You can get a rounded-up division without using floating point numbers, like this :
int a;
int den = 16;
int b = (a + den - 1) / den;
Which will give you what you expect :
a ∈ [0], b = 0 / 16 = 0,
a ∈ [1, 16], b = [16, 31] / 16 = 1,
a ∈ [17, 32], b = [32, 47] / 16 = 2,
a ∈ [33, 48], b = [48, 63] / 16 = 3,
a ∈ [49, 64], b = [64, 79] / 16 = 4,
...
Note that this only work if a and b are positives, and beware of the possible overflow of a + den.
If a + den is suspected to possibly overflow, then you could use another version of this expression :
int b = (a - 1) / den + 1;
The only downside is that it will return 1 when a = 0. If that's an issue, you can add something like :
int b = (a - 1) / den + 1 - !a;
Note that you can also handle negative values of a the same way (round away from zero) :
int b = (a > 0) ? (a - 1) / den + 1 : (a - den + 1) / den;
Integer division / in C does not do rouding, instead, it does truncation.
Solution
int ans, newNo;
int no = 63; // Given number
int dNo = 16; // Divider
newNo = (no % dNo) ? (dNo - (no % dNo) + no) : no; // Round off number
ans = newNo / dNo;
Edit
Optimize solution
ans = (no / dNo) + !!(no % dNo);
whatever you are trying is conceptualy not correct but still if you want the same result as you said in your question , you can try for standard function double ceil(double x) defined in math.h
Rounds x upward, returning the smallest integral value that is not less than x.
The simplest way to get what you want is to use float numbers.
#include <math.h>
#include <stdio.h>
int main(void)
{
double a = 63.0;
double b = 16.0;
printf("%d", (int) round(a / b));
return 0;
}
Carefully pay attention when casting from float numbers to int, and vise versa. For example, round(63/16) is incorrect. It returns a double, but achieves nothing, since the literals 63 and 16 are integers. The division is done before the value is passed to the function.

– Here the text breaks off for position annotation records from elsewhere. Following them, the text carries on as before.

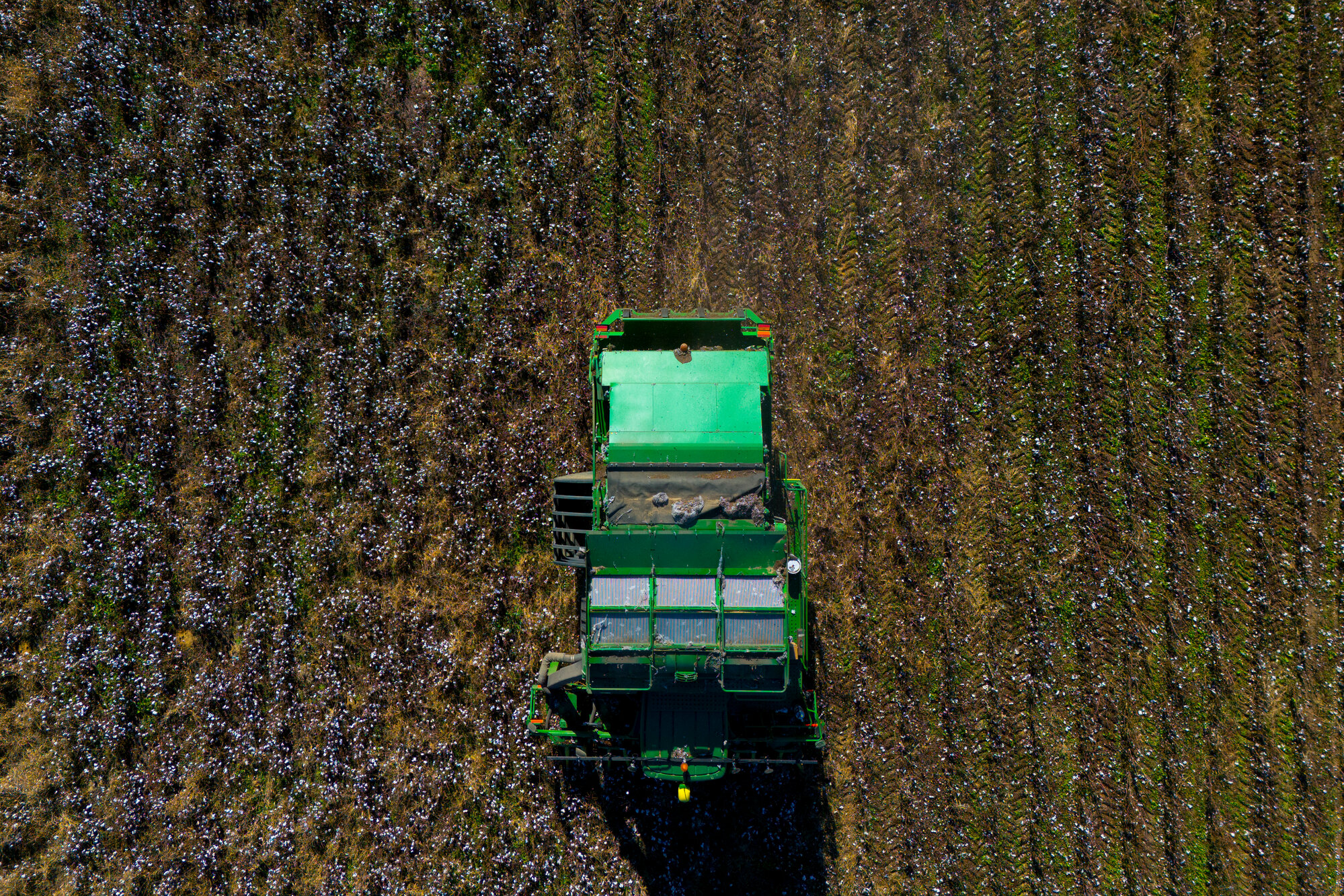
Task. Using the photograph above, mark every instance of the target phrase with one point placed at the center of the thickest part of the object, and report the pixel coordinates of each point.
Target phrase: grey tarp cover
(647, 495)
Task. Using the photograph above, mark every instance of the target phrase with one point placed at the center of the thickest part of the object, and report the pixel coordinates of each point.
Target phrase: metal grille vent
(620, 592)
(620, 629)
(686, 628)
(752, 592)
(754, 630)
(686, 592)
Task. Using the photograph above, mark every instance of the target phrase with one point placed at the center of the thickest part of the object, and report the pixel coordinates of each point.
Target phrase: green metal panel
(705, 367)
(667, 411)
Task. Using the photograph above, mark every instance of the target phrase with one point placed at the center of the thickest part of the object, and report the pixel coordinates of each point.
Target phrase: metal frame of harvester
(688, 542)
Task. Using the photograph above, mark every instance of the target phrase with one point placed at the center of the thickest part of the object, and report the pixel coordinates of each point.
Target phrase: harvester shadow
(748, 833)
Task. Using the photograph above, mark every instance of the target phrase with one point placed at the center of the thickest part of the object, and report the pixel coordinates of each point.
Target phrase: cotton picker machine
(688, 543)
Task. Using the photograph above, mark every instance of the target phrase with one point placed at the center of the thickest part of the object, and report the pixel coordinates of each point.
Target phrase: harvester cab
(688, 543)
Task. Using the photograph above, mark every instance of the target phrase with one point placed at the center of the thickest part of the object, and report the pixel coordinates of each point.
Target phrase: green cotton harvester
(688, 542)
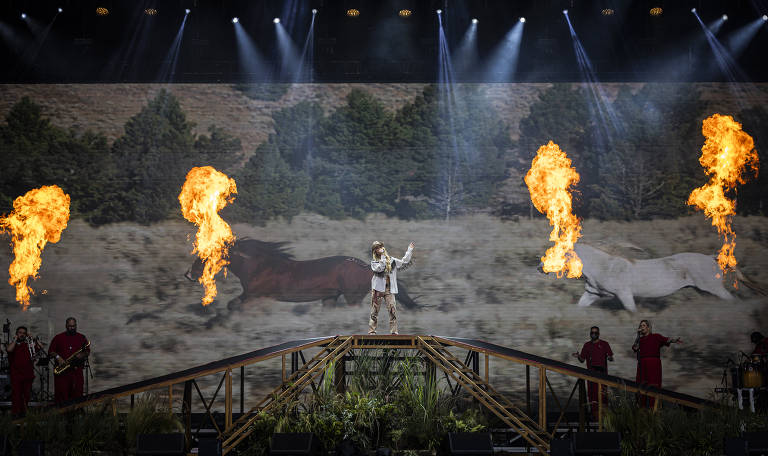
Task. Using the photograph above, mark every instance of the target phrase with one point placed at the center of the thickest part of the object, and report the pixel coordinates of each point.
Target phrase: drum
(752, 375)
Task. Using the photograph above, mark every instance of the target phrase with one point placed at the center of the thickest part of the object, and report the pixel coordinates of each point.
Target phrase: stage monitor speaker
(561, 447)
(160, 445)
(470, 444)
(597, 443)
(31, 448)
(294, 444)
(735, 446)
(209, 447)
(757, 443)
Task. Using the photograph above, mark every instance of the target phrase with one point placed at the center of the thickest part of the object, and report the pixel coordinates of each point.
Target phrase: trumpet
(71, 361)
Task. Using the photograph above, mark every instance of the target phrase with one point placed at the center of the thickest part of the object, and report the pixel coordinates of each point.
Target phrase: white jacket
(379, 280)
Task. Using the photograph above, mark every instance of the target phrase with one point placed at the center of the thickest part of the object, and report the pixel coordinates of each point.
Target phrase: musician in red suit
(21, 356)
(596, 352)
(69, 384)
(647, 346)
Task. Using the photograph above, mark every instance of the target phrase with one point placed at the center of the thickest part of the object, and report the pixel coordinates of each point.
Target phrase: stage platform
(535, 427)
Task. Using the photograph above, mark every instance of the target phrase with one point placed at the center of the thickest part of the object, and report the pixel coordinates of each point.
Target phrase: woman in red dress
(648, 348)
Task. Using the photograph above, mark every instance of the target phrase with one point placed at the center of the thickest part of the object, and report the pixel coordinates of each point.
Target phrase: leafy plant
(146, 418)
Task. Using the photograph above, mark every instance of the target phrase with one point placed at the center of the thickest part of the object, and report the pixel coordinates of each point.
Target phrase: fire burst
(549, 180)
(38, 217)
(726, 154)
(206, 192)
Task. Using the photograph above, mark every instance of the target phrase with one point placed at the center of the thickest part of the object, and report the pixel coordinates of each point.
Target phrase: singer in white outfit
(384, 283)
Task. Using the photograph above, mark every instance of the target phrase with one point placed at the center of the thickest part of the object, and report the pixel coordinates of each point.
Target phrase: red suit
(596, 355)
(649, 363)
(69, 384)
(22, 376)
(761, 348)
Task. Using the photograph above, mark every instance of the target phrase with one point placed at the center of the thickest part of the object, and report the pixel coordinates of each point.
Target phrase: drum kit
(749, 380)
(41, 392)
(752, 372)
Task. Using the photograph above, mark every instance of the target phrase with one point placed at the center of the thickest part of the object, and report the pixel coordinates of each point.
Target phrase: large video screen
(324, 170)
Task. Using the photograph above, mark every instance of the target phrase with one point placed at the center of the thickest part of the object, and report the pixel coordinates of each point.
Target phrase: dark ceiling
(128, 45)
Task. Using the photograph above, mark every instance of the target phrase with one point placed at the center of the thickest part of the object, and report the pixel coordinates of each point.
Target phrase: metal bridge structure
(464, 363)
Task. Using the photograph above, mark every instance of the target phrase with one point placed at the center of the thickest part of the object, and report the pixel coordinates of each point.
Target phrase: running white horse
(609, 275)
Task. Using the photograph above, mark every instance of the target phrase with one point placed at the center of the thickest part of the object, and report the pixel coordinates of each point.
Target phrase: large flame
(38, 217)
(549, 180)
(726, 154)
(205, 192)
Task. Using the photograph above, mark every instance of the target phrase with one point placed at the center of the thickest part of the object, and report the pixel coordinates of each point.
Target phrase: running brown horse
(265, 269)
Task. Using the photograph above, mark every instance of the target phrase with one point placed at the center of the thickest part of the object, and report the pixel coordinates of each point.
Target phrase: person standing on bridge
(596, 352)
(384, 283)
(647, 346)
(69, 350)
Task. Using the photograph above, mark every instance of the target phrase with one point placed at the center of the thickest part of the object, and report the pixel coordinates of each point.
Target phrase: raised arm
(407, 258)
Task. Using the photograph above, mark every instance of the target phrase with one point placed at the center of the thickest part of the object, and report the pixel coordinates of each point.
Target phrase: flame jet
(727, 153)
(38, 217)
(205, 192)
(549, 181)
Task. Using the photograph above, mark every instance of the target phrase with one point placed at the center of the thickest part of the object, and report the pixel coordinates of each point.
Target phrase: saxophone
(71, 361)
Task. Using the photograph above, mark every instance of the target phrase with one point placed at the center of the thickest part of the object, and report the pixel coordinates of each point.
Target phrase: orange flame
(549, 181)
(726, 153)
(206, 192)
(38, 217)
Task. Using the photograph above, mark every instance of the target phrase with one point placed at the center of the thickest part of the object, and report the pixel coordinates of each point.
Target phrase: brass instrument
(71, 361)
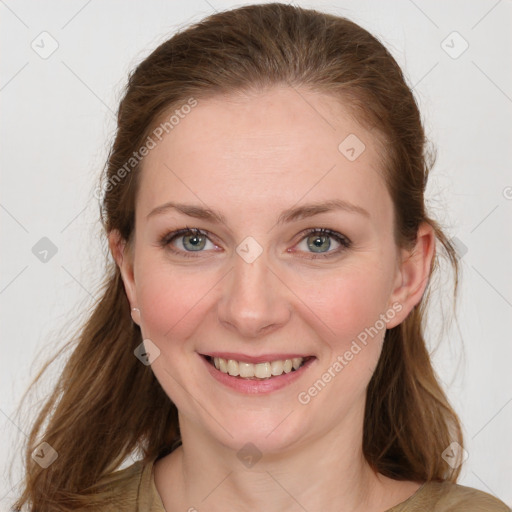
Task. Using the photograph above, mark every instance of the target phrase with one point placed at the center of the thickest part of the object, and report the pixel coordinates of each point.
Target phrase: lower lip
(253, 387)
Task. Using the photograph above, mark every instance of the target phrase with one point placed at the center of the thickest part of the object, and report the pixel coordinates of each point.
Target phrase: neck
(327, 473)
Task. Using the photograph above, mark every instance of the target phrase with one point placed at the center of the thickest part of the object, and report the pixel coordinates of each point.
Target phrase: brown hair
(105, 397)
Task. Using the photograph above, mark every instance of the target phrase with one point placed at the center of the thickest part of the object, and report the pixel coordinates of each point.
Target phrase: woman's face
(256, 286)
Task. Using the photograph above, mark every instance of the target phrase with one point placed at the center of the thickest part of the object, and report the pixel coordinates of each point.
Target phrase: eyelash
(165, 240)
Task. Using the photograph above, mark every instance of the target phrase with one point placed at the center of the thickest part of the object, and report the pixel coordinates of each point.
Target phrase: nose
(254, 299)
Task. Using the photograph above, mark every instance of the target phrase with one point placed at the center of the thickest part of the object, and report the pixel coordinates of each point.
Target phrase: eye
(193, 240)
(318, 240)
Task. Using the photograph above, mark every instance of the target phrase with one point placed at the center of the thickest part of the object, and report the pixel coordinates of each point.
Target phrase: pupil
(319, 241)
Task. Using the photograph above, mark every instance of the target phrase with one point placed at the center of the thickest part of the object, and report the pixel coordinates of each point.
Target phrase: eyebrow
(287, 216)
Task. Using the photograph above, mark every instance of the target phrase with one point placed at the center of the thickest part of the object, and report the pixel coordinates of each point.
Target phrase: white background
(58, 121)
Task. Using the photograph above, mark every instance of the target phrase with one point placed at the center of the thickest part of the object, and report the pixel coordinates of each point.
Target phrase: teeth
(264, 370)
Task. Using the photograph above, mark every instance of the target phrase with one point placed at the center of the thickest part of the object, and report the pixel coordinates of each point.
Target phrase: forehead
(264, 152)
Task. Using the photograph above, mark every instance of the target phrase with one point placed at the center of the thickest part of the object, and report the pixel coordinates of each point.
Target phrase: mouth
(265, 370)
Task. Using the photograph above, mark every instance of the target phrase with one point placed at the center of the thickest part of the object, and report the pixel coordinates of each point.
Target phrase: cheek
(346, 303)
(171, 300)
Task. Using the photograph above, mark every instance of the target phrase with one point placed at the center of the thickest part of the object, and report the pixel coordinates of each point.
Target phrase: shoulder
(450, 497)
(126, 490)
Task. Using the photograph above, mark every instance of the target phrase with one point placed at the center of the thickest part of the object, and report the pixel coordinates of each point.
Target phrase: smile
(263, 370)
(256, 378)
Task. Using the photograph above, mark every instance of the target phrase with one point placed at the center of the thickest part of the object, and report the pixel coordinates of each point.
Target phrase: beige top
(133, 489)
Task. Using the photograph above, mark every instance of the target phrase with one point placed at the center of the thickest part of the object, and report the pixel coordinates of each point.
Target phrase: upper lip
(255, 359)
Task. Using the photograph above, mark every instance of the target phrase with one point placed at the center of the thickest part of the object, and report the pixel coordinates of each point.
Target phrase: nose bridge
(253, 299)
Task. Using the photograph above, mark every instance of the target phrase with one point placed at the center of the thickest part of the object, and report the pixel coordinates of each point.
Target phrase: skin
(251, 157)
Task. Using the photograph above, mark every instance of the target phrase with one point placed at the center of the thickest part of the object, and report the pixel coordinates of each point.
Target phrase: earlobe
(414, 273)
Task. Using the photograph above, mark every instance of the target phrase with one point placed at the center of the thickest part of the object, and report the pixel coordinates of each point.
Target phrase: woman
(259, 340)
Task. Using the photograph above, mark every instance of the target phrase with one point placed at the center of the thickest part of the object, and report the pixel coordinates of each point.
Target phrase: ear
(122, 254)
(413, 274)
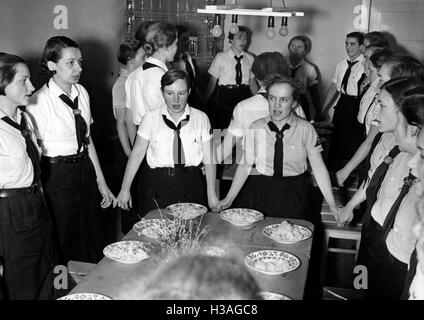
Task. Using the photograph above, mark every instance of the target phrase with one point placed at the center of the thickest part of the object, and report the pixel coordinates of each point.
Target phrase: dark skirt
(226, 102)
(347, 131)
(160, 187)
(386, 274)
(72, 198)
(26, 248)
(287, 197)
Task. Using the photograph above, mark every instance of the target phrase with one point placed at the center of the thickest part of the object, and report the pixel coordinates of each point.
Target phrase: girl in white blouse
(72, 176)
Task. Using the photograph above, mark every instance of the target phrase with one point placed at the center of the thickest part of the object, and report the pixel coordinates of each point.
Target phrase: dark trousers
(386, 274)
(287, 197)
(227, 100)
(410, 275)
(158, 188)
(347, 131)
(72, 198)
(26, 248)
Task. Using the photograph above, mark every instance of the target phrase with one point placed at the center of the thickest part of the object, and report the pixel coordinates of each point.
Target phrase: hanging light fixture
(284, 31)
(234, 26)
(270, 32)
(217, 30)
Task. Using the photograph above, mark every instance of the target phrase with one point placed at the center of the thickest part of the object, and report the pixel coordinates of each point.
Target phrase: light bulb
(270, 33)
(284, 31)
(234, 26)
(216, 31)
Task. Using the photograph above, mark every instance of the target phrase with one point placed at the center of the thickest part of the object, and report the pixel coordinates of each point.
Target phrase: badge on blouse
(388, 160)
(319, 142)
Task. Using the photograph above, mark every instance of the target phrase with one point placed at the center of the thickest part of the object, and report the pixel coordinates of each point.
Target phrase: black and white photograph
(211, 155)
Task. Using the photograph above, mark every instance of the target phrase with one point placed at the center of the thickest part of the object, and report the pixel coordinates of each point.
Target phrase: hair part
(8, 64)
(302, 38)
(283, 79)
(241, 29)
(269, 63)
(53, 51)
(173, 75)
(159, 35)
(377, 38)
(359, 36)
(408, 95)
(405, 66)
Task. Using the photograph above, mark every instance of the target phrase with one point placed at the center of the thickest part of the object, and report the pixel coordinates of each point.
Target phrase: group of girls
(391, 111)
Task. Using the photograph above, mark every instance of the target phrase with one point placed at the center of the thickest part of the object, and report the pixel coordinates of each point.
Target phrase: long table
(117, 280)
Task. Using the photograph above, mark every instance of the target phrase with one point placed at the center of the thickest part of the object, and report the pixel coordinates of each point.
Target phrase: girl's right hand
(123, 200)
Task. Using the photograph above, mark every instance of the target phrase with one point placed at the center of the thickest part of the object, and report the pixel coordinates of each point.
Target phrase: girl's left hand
(107, 195)
(213, 202)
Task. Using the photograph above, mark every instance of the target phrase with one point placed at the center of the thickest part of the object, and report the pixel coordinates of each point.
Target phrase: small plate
(291, 234)
(85, 296)
(127, 251)
(186, 210)
(241, 217)
(153, 228)
(267, 295)
(272, 262)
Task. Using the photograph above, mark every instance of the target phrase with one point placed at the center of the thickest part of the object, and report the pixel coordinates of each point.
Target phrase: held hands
(344, 216)
(341, 176)
(123, 200)
(107, 195)
(213, 202)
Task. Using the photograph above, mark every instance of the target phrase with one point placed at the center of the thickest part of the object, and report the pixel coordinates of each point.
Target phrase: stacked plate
(127, 251)
(272, 262)
(240, 217)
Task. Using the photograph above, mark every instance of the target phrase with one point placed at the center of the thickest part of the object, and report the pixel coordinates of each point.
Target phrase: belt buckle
(171, 171)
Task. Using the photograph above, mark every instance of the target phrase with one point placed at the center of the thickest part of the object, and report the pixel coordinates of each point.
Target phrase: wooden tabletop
(117, 280)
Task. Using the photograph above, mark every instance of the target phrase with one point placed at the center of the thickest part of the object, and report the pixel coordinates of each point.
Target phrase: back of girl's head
(173, 75)
(140, 33)
(53, 51)
(405, 66)
(377, 38)
(202, 277)
(8, 64)
(125, 53)
(159, 35)
(282, 79)
(269, 63)
(379, 55)
(408, 95)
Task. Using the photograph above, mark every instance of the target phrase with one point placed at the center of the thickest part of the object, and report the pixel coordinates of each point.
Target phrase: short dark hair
(380, 55)
(53, 51)
(302, 38)
(140, 33)
(8, 64)
(241, 29)
(357, 35)
(377, 38)
(281, 79)
(159, 35)
(408, 95)
(405, 66)
(125, 53)
(173, 75)
(269, 63)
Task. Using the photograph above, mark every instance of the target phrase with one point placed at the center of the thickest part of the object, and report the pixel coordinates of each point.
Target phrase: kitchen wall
(326, 22)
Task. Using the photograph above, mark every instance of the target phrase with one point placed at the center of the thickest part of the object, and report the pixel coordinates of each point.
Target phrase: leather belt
(17, 192)
(75, 158)
(233, 86)
(172, 171)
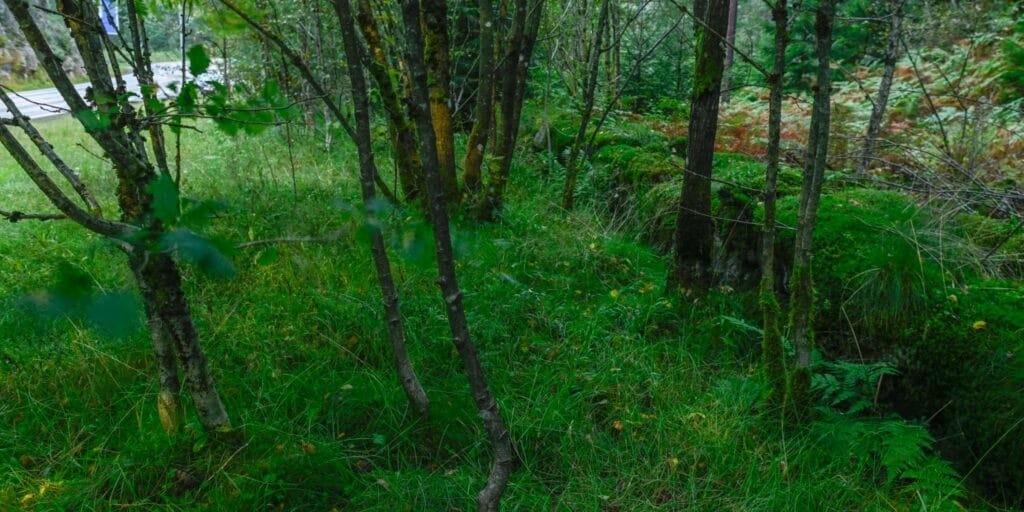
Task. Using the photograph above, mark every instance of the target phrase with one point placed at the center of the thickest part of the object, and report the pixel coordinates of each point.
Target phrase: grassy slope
(616, 398)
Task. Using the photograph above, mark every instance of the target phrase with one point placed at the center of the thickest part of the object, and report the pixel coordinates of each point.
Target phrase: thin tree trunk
(489, 498)
(402, 133)
(730, 36)
(160, 283)
(169, 397)
(438, 64)
(368, 169)
(694, 228)
(524, 29)
(472, 177)
(158, 275)
(802, 304)
(885, 86)
(772, 338)
(588, 108)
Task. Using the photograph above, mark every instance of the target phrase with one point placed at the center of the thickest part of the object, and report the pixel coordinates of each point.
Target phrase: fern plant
(899, 452)
(849, 387)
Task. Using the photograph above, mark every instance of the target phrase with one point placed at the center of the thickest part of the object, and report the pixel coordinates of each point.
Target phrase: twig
(16, 216)
(332, 237)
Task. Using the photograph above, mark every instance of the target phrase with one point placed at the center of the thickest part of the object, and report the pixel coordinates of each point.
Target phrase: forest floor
(617, 397)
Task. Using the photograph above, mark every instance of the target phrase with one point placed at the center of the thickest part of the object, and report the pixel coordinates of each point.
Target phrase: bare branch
(16, 216)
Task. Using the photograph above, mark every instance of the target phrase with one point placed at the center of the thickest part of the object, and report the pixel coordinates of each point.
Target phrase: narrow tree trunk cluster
(368, 168)
(772, 354)
(802, 302)
(885, 86)
(694, 226)
(590, 89)
(158, 276)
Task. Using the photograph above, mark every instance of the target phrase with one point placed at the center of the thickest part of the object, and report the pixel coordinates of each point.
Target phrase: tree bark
(694, 228)
(525, 25)
(368, 169)
(771, 343)
(402, 133)
(438, 73)
(588, 109)
(157, 273)
(169, 397)
(885, 86)
(160, 283)
(472, 177)
(489, 498)
(730, 35)
(802, 303)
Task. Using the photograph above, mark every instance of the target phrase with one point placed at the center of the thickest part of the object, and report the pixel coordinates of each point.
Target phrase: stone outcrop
(16, 58)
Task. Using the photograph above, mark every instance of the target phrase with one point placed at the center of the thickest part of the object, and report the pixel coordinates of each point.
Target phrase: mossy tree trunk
(476, 145)
(802, 302)
(694, 228)
(730, 36)
(519, 51)
(590, 90)
(885, 86)
(772, 338)
(400, 130)
(157, 273)
(489, 498)
(368, 168)
(438, 73)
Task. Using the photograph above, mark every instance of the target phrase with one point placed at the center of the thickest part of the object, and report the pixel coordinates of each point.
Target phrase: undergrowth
(617, 397)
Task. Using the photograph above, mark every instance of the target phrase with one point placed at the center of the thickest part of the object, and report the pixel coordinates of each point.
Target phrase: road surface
(42, 103)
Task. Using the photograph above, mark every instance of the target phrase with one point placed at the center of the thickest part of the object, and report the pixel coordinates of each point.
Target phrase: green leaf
(199, 61)
(93, 120)
(199, 251)
(166, 199)
(268, 257)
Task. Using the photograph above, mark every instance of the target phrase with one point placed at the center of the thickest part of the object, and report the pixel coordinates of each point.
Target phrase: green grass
(616, 397)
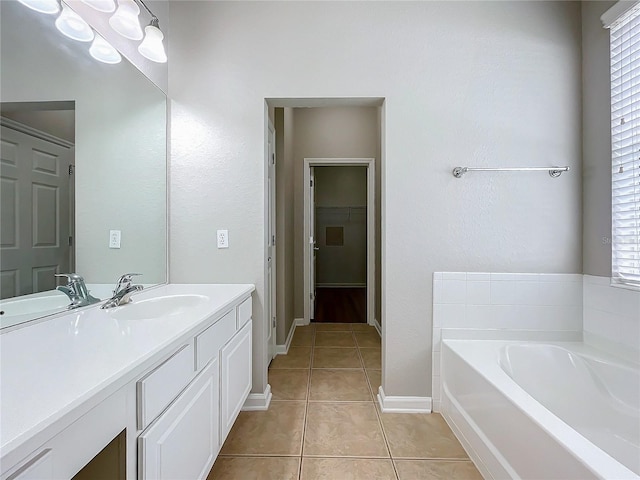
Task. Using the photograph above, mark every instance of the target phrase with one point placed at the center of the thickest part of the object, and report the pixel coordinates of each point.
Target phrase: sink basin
(170, 305)
(35, 304)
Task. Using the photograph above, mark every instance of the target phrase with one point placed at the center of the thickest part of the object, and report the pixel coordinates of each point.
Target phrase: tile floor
(324, 421)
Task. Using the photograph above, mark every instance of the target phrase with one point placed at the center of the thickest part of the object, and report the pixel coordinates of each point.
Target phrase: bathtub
(542, 410)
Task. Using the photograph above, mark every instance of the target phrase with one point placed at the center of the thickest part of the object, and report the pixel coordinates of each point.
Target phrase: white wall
(475, 83)
(596, 141)
(284, 219)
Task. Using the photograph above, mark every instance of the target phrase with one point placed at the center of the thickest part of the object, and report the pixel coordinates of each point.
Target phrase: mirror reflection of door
(36, 189)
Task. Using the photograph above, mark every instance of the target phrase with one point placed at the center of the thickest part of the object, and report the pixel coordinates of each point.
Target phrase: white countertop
(50, 368)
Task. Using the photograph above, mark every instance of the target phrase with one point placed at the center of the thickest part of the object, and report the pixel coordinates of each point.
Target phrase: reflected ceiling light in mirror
(73, 26)
(152, 47)
(106, 6)
(103, 51)
(42, 6)
(125, 20)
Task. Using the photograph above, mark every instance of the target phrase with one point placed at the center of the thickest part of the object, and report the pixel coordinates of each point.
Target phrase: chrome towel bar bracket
(554, 172)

The correct way is to make sure that one or both operands are of type double: round(63.0 / 16.0)
You can try using following
int b = (int)ceil((double)a/16);
Since C int division always rounds towards zero, a simple trick you can use to make it round evenly is to add "0.5" to the number before the rounding occurs. For example, if you want to divide by 32, use
x = (a+16)/32;
or more generally, for a/b, where a and b are both positive:
x = (a+b/2)/b;
Unfortunately negative numbers complicate it a bit, because if the result is negative, then you need to subtract 0.5 rather than add it. That's no problem if you already know it will be positive or negative when you're writing the code, but if you to deal with both positive and negative answers it becomes messy. You could do it like this...
x = (a+((a/b>0)?1:-1)*(b/2)) / b;
but by that stage it's starting to get pretty complex - it's probably better to just cast to float and use the round function.
--
[Edit] as zakinster pointed out, although the question asked for 'round' values, the examples given actually require ceil. The way to do that with ints would be:
x = (a+b-1)/b;
again, if the answer can be negative this gets complicated:
x = (a+((a/b>0)?1:-1)*(b-1)) / b;
I'll leave my original response for even rounding just in case someone is interested.